Note that this kind of "package renaming" has been used elsewhere. In particular, the Sun JDK itself repackages a number of libraries; for example org.apache.xerces can be found in the standard rt.jar file as com.sun.org.apache.xerces. In release 1.4 of Java, Sun did not do that, and the result was some very ugly conflicts when users tried to put a more modern version of xerces in the classpath. The shared project is implemented as it is for very similar reasons.
Ideally, there would be just one "shared" project, and any other project that wishes to "import" the shared code would perform the necessary renaming. Unfortunately things aren't quite that elegant at the moment. Instead, there is a "core" shared module that contains the real code, and a sub-project for each shared library 'user' that does the renaming. This will hopefully be done away with in the future. For now, you can (mostly) ignore all of the subprojects except the "core" one.

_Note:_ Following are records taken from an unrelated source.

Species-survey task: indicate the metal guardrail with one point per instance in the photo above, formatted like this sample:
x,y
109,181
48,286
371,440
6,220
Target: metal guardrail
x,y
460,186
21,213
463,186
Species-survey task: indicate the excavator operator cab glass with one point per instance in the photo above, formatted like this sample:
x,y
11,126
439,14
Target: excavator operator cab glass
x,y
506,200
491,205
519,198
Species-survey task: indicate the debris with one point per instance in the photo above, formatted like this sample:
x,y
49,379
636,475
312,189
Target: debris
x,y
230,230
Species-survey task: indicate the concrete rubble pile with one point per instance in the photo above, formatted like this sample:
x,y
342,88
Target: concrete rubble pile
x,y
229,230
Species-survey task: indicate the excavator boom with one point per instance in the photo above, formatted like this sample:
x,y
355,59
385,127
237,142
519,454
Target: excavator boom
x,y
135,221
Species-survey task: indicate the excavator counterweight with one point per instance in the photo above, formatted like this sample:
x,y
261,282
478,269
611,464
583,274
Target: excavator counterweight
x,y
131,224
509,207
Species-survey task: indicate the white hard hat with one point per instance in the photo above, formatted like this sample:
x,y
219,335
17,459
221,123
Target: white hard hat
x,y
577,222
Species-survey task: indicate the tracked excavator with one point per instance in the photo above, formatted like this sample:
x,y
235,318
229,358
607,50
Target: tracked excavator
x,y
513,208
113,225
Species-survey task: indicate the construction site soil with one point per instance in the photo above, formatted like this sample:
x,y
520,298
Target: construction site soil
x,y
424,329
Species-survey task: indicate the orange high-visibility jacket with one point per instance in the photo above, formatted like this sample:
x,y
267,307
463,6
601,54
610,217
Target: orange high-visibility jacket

There are two primary reasons why shared is not just a jarfile that other projects put on their classpath.
Firstly, in order to avoid the "jar hell" described in the above section when multiple projects that use shared are all present in the classpath, a strict binary compatibility rule would need to exist for the shared project. The compatibility would not only need to avoid breaking any APIs, but would also need to ensure that no behaviour changed between releases. That's hard to do. And any mistake could subtly break things making debugging really hard.
Secondly, it would mean that the MyFaces Core releases would be three jars, not two. That is inelegant, and not consistent with Sun's JSF implementation.
The shared module has its own version numbers; see the version element in the pom.xml file for the shared module. Note that the shared module version numbers are independent of the version number for the project that uses it (though of course a new "release" of the shared module only occurs when a release of a project that depends on it is performed).
The using project (eg Core or Tomahawk) declares a dependency on a specific version of the shared module. See the pom.xml file for the relevant project to see what version of the shared library it uses.
There are separate versions of the shared code for JSF 1.1 and JSF 1.2. The JSF1.2 branch can use java1.5 features for example.
However some MyFaces projects support both JSF1.1 and JSF1.2 with just one trunk version. In that case, the project declares a dependency on the JSF1.1 version of the shared code.
When applying a patch to either branch of the Shared project, the patch should be evaluated to see whether it is appropriate for applying to the other branch too.
The shared library versions intended for use with JSF 1.1 have version numbers of form "2.x". Releases intended for use with JSF 1.2 have versions of form "3.x".
The unusual approach of "package renaming" does sometimes make life a little more difficult for developers.
In older MyFaces project releases, the -sources jarfiles did not include the renamed source code for the "imported" shared module. This meant that it was impossible to step through some of the code in MyFaces projects. This has been fixed in later releases; the repackaged shared source is found in the sources jar for projects that import the shared project.
Setting breakpoints can also be a little tricky; when debugging tomahawk for example, make sure that a breakpoint set in a class from the shared project is set on the version with package name "org.apache.myfaces.shared_tomahawk"!